Quelques tonnes de pétrole pour m'essuyer les pattes sur l'atmosphère crasseuse de notre petite planète bleue. Je fais partie de ces oiseaux qui ne peuvent pas voler, de ces humains qui s'entassent dans des boites de conserve projetées à grands frais dans les airs, de ces parasites pour qui l'avion est un transport trop commun. Que voulez-vous, les années passent et l'exceptionnel devient banal, les routines s'installent. Comme cette manie qui me reprend à chaque fin d'année. Tel l'oiseau migrateur, je fuis à l'approche des glaces hivernales pour retrouver la douceur des chaleurs australes. Je quitte la métropole pour voir si la nouvelle année se présente mieux le long des plages de sable blanc. 2009 s'est couchée dans les flots clairs de l'océan indien.
Malheureusement, le rêve se monnaye cher de nos jours. C'est ainsi que des contraintes pécuniaires et un rendez-vous de travail pénible m'ont imposé un retour aux premières heures du premier janvier. Quelques heures dans le sas pressurisé d'un Boeing pour perdre le soleil et une bonne quarantaine de degrés. J'ai retrouvé mes montagnes, habillées pour l'hiver dans leurs fourrures de neige et de glace, mais surtout le froid mordant d'un hiver 2010 qui restera dans les annales. Le cliché populaire évoquerait un froid de canard, image curieuse pour un oiseau migrateur qui a le bon goût de rester au chaud pendant la saison froide. Me voilà à troquer bermuda et maillot de corps contre un épais manteau fourré par les plumes douces du pauvre volatile.
On se console par la beauté des extérieurs. La neige et la glace figent les paysages dans la pose esthétique d'une nature morte. Le temps même semble gelé par le froid qui ralentit tout, jusqu'au neurone d'un oiseau trop bavard. Je profite donc du redoux de température pour dégivrer mes revues de lecture.
J'étais en retard, effrayé par cette pile de livres à commenter. Je suis maintenant au delà, à consulter cette liste en étranger, me demandant qui a bien pu lire tout ça.
Il parait que j'ai lu un livre intitulé Le magasin des suicides d'un certain Jean Teulé, en octobre je crois. Ah, voilà que je m'en souviens maintenant. Au détour de la corvée hebdomadaire des courses, entre une brique de lait et du liquide vaisselle, j'avais noté qu'il manquait de la lecture. Comme pour tous les autres articles de cette liste, j'ai choisi un "livre", tiraillé entre les appâts colorés du marketing et un prétendu rapport qualité/prix.
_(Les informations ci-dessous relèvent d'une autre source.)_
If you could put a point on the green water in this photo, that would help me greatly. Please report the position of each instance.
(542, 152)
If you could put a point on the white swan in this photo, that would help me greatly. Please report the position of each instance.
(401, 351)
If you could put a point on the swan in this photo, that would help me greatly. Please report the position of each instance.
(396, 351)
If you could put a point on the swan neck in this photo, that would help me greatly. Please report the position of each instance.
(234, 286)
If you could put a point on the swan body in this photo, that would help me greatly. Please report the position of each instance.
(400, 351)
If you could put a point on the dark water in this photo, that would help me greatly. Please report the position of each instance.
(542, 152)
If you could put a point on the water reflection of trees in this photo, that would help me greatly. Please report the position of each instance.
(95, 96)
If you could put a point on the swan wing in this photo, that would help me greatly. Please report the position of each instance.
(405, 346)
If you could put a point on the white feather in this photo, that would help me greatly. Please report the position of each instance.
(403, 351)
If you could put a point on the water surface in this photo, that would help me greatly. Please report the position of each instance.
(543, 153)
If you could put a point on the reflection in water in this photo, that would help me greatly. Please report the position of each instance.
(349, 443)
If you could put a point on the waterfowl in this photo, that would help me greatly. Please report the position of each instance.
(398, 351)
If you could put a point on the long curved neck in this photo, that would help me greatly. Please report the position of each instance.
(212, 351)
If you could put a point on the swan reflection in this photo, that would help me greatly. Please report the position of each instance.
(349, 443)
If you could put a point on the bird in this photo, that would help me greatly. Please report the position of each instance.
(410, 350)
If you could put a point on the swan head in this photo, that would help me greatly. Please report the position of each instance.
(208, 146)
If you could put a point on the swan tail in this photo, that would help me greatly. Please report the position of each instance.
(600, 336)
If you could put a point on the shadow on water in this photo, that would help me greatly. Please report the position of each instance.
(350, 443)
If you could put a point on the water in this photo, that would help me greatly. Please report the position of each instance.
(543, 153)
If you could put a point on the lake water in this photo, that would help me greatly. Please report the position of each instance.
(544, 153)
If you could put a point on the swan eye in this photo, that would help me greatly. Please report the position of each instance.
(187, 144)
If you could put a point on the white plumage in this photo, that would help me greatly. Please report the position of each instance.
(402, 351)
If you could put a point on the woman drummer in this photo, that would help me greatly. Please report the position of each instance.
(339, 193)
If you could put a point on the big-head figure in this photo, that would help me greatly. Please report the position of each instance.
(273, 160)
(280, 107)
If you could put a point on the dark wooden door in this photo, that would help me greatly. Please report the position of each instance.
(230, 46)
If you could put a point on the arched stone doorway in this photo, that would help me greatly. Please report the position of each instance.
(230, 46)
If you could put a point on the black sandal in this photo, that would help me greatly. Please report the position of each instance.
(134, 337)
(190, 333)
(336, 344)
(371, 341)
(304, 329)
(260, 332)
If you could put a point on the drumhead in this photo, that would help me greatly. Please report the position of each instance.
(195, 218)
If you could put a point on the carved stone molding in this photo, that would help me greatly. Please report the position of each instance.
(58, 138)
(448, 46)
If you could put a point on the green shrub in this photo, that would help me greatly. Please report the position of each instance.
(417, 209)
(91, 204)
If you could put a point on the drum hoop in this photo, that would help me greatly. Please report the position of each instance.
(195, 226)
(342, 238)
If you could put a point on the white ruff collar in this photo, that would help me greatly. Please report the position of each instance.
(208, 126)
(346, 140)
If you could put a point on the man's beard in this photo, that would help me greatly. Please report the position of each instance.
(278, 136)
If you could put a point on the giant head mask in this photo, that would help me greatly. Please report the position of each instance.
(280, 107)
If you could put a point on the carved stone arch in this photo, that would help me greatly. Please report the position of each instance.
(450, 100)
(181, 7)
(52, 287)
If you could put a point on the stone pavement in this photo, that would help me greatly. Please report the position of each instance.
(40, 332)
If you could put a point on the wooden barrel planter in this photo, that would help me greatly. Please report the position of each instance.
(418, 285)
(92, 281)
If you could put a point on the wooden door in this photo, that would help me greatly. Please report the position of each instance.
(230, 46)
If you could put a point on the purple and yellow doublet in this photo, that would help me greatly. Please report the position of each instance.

Ah, le voila ! Une couverture jaune fluo pour attirer l'œil, un titre racoleur, et surtout un prix dérisoire, probablement dû à la minceur de l'ouvrage.
J'ai honte mais je confesse également qu'un goût douteux et un certain humour noir ont guidé mon acte d'achat. En effet, mon employeur sous ses atours colorés se complaisait à presser l'orange, excitant le voyeurisme morbide de l'opinion publique par un tsunami dévastateur de suicide. Me voilà donc dans le train, couvert de vêtements sponsorisés par mon employeur à lire cet ouvrage au titre sulfureux. J'ai dû en choquer pas mal.
Consternant ? Détestable ? Pitoyable, comme attitude me direz-vous. Au moins cela me faisait rire et dans le climat morose qui régnait, cela faisait un bien fou.
Du reste, cela n'a pas duré longtemps. Le livre est très court et cela tombe bien, il est passablement mauvais. Derrière le pitch malsain et racoleur d'une famille gagnant ça vie en commerçant la mort ou plutôt les milles-et-un moyen de mettre fin à ses jours se trouve un livre creux. Un prétexte que se donne l'auteur pour aligner les jeux de mots et les éclaboussures grasses d'un humour noir mais surtout lourdingue. Il dépeint un monde ravagé par les catastrophes écologico-politico-absurdes dont le seul moyen d'évasion reste la mort. Même si une telle entreprise ne favorise pas la fidélisation du client, le petit commerce reste florissant. Des chrysanthèmes probablement! Dans ce petit monde désespéré va survenir une étincelle de joie, d'espoir. Le petit dernier, la honte de la famille persiste à voir la vie en rose. C'est mauvais pour le commerce.
Contre toute attente, le bonheur deviendra contagieux. Et sans aucun remord, je révèlerais qu'au final ce sont les bons sentiments teintés de mièvrerie qui triompheront.
On ne trouve rien dans ce livre, même pas une dénonciation, ou une problématique à creuser. Juste une pile de feuilles dans lesquelles l'écrivain s'amuse, pas le lecteur.
A éviter donc. Aux amateurs du genre, je conseillerais plutôt de dénicher les Idées noires de Franquin, duo de bandes-dessinées devenues cultes.